Mormon rule changes aimed at gays send advocates reeling
SALT LAKE CITY (AP) Gay and lesbian Mormons and their supporters are reeling over a rule change by church officials that says members in same-sex marriages can be kicked out and their children are to be barred from being baptized unless they disavow homosexual relationships.
The Church of Jesus Christ of Latter-day Saints disseminated the handbook changes this week to local church leaders around the world. The goal was to provide clarity to lay leaders who run congregations, church spokesman Eric Hawkins said.
But the revisions triggered a wave of anger, confusion and sadness for a growing faction of LGBT-supportive Mormons who had been buoyed in recent years by church leaders' calls for more compassion and understanding for LGBT members.
"It feels like they are extending an olive branch and hitting you with it," said Wendy Montgomery, a Mormon mother of a 17-year-old gay son. "It's like this emotional whiplash."
Montgomery said Friday the news left her son sobbing and forced her and her husband to consider leaving a religion they've belonged to for generations.

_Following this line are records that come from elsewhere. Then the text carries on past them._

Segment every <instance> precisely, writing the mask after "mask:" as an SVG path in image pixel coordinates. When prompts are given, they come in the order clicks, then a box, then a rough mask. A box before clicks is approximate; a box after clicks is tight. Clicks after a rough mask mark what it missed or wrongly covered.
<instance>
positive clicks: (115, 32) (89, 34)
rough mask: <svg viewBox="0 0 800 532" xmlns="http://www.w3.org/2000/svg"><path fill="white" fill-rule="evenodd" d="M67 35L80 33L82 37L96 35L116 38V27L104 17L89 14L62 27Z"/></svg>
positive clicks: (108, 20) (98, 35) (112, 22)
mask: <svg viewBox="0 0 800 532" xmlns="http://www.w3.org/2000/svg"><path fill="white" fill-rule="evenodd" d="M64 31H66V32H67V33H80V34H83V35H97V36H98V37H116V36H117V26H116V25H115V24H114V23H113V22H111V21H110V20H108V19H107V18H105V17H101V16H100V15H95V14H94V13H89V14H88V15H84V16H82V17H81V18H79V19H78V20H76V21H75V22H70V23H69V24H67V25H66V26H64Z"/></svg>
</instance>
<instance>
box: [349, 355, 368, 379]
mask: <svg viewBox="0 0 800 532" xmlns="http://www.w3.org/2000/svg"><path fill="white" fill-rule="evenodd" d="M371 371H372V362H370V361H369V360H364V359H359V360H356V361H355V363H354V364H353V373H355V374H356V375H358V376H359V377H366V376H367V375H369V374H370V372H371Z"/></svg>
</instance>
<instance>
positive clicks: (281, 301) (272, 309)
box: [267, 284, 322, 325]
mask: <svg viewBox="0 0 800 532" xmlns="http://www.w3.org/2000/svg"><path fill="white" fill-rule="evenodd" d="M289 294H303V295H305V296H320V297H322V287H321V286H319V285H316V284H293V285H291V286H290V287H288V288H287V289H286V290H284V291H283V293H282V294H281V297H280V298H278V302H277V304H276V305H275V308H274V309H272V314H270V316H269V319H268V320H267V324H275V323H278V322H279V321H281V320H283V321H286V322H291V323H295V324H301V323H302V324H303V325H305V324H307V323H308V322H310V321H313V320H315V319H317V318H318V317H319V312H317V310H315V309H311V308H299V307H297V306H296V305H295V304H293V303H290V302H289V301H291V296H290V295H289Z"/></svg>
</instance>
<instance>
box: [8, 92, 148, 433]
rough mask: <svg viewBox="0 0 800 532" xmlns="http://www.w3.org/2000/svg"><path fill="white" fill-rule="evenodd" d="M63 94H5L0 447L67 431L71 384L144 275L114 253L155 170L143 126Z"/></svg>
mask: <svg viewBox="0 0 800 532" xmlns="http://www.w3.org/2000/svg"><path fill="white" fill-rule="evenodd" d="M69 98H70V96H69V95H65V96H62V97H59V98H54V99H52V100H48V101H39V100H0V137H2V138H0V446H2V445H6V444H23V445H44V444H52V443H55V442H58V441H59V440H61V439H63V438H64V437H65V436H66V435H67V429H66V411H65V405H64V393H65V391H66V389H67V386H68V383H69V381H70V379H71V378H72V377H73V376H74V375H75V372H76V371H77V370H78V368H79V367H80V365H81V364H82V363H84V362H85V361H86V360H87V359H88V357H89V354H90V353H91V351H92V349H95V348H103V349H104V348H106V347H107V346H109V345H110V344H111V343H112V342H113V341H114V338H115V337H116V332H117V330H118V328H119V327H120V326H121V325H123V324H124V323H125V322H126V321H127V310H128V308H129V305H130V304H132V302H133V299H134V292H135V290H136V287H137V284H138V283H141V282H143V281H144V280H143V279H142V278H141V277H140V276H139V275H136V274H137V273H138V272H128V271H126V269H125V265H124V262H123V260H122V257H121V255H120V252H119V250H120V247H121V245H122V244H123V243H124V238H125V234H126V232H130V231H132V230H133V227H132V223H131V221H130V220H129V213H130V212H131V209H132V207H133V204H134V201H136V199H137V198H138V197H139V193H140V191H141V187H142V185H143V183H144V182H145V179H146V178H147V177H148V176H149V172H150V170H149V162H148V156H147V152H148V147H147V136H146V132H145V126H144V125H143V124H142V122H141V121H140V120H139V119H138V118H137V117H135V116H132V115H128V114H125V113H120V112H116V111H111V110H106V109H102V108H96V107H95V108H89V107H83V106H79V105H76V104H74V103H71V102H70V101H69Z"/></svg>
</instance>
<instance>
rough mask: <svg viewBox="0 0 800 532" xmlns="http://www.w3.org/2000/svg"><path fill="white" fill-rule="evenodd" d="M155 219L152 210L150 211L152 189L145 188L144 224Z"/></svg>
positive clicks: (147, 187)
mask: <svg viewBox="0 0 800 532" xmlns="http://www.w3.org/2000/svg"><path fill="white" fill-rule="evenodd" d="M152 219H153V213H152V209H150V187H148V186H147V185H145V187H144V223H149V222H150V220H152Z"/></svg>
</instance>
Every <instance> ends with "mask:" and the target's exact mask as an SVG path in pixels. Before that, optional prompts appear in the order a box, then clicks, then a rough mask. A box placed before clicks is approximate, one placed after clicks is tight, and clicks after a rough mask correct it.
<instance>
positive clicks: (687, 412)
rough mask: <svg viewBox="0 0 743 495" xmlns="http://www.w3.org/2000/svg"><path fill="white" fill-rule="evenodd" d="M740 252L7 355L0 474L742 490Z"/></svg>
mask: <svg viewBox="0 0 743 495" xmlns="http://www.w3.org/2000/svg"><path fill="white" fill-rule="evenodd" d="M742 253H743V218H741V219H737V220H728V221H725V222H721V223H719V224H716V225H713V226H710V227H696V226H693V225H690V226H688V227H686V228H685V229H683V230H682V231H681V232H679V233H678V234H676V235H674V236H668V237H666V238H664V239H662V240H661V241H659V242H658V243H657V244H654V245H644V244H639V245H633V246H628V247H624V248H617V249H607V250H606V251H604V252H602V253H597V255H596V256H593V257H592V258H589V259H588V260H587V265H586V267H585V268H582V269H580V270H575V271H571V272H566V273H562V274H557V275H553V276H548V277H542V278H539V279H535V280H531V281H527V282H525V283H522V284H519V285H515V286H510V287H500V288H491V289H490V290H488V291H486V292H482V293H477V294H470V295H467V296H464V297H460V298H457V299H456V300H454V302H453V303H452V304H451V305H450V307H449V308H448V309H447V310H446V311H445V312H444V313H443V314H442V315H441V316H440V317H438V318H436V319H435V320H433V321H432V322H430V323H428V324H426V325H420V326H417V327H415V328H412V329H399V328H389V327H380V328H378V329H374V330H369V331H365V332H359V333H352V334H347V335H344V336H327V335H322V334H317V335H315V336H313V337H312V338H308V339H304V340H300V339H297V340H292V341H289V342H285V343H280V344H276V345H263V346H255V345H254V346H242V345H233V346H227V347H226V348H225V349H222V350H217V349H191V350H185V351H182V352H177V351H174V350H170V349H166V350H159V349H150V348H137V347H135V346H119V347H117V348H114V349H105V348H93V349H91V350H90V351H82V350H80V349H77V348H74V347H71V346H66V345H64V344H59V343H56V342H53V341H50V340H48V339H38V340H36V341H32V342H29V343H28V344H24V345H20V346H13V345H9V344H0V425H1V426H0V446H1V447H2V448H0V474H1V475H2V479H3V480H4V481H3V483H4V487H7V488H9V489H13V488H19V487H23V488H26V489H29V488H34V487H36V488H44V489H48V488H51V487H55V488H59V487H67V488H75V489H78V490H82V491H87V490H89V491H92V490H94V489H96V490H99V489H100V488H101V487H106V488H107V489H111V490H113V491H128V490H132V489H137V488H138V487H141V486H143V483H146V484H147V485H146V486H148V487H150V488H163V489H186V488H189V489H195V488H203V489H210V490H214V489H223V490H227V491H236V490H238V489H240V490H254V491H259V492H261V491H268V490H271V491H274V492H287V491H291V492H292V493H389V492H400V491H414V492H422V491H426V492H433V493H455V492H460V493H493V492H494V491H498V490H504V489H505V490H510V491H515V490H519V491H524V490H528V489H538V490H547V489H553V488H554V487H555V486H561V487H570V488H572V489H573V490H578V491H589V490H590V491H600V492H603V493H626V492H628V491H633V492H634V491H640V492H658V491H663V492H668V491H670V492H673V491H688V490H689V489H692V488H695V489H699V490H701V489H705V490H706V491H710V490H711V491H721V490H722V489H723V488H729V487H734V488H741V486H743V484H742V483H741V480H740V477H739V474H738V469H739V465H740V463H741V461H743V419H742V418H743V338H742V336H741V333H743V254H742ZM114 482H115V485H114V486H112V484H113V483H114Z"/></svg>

She said the couple has been trying desperately to stay in the church despite a harsh reception to their son coming out.
Montgomery also echoed a response shared by many on social media: She can somewhat understand the hard stance on same-sex marriage, but she can't comprehend singling out gay couple's children.
"We just put a scarlet letter on these kids," Montgomery said. "This isn't my church. I don't see God in it. I don't see divinity it. It just feels evil."
Hawkins noted the church is simply reiterating its doctrine, which clearly states homosexual activity is a sin and that God intended marriage be between a man and a woman.
"The Church has long been on record as opposing same-sex marriages," Hawkins said in a statement. "While it respects the law of the land, and acknowledges the right of others to think and act differently, it does not perform or accept same-sex marriage within its membership."
The changes come as other religious groups that oppose gay marriage struggle with how to approach the issue of children of same-sex spouses.
The new rules stipulate that children of parents in gay or lesbian relationships be it marriage or just living together can no longer receive blessings as infants, be baptized when they are about 8 years old, or serve mission as young adults unless they:
Disavow the practice of same-sex relationships.
Turn 18 and no longer live with gay parents.
Get approval from their local leader and the highest leaders at church headquarters in Salt Lake City.
The church views these key milestones as acts that bind a person to the faith and as promises to follow its doctrine.
The changes align with the way the church addresses children in polygamous families, said Matthew Bowman, associate professor of history at Henderson State University. They've left Mormons everywhere shaken up, he added.
The handbook revisions also for the first time list being in a same-sex relationship as an offense that can lead to being ousted from the religion.
This is a category known as apostasy, which until now has been reserved primarily for people who practice polygamy, teach inaccurate doctrine or publicly defy guidance to church leaders.
Last month, two high-ranking church leaders delivered speeches that gave LGBT advocates hope that the faith was moving toward greater acceptance. The leaders reiterated the religion's commitment to promoting families led by married heterosexual couples but also urged people not to shun those with opposing views.
That message of "fairness of all" appeared to distance the faith from the blowback that came when it was a major backer of California's gay marriage ban in 2008.
Mormons appear to be slowly growing more accepting of homosexuality, albeit at rates that still put them among the least accepting among major religions, a new survey from the Pew Research Center shows.
In a survey done last year, 36 percent of Mormons said homosexuality should be accepted by society. That's up from 24 percent in 2007, the last time Pew conducted its U.S. Religious Landscape Study.
Support for gay marriage is lower, with just 25 percent of Latter-day Saints approving same-sex unions.